# Fair price for an 04' or 05' Litespeed



## New_World_Man (Feb 12, 2007)

It seems the final prices on ebay are all over the map on Litespeeds since there are not a lot being sold, much less in the same size. So what would a fair price be for a 2004 or 2005 Tuscany be?


----------



## CoLiKe20 (Jan 30, 2006)

grupo? wheels?


----------



## rmsmith (Feb 15, 2007)

The Tuscany is a really nice all-round bicycle frame, and for "used" in the 2004/2005 vintage should fetch $750 to $1250 for the frame, fork, and headset bearings.


----------



## New_World_Man (Feb 12, 2007)

Ultegra level groupo and real design wheelset (I will probably replace the wheels).


----------



## axebiker (Aug 22, 2003)

Probably over $2000 the way things have been lately. I don't know why, but they sem to be fetching some good prices since they're no longer available through CC.


----------



## surferdude69 (Mar 28, 2010)

I got a litespeed 04 Tuscany frameset for sale, it's a new frame. the toptube was too short for me, so it's been sitting in my spare room for years size 55cm Im looking for € 1200 for it.
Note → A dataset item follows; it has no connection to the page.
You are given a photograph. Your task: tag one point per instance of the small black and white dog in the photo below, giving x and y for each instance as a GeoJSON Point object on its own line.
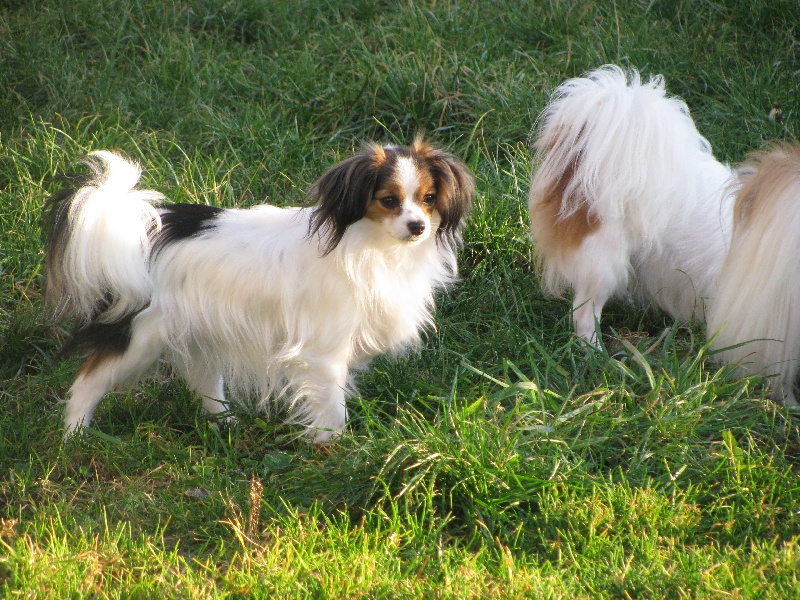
{"type": "Point", "coordinates": [278, 302]}
{"type": "Point", "coordinates": [628, 200]}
Im living in Ireland, Pm me if you are interested...:thumbsup:


----------



## jaimemmm (Apr 17, 2007)

*tuscany price*

I just sold my 2003 tuscany in dec.on ebay. My bike included all dura ace except for the shifters which were ultegra. The wheels were neuvations. my bike was a 53 cm. and it was in excellent condition. I purchased my bike at colorado cyclist when they were blowing out the frames for about 12 or 13 hundred. I was going to build up the frame but the salesman ask me if I would be interested in a complete bike? I asked what he had? he told me he had a complete built tuscany with ultergra and mavic krysiums elite for 1800.00. This bike was a showroom bike. I just had to jump all over that. I bought it. It was a great deal, I stole that bike. I later purchased a 54cm. merlin cyrene and decided to sell my tuscany. I got 1200.00. I kept the mavic wheels ($650.00) and sold the tuscany with the neuvation wheels. I ended up. It was like buying the bike for 1,800.00 and selling the bike for 1,500.00. I did lose money on the dura ace parts but I don't think about it much because I got a good price on the components. It was the same time the new dura ace came out. I also think I did pretty good on the transaction because I purchased my 2002 merlin cyrene brand new for 900.00. It seems to me for some reason 52-50cm. or smaller bikes go for top dollar. Perhaps they are harder to find. I have seen an occasional tuscany going for top dollar, but right now it is a byers market on e-bay. My guess is that the tuscany will sell for 1,300 to 1,500 dollars.


----------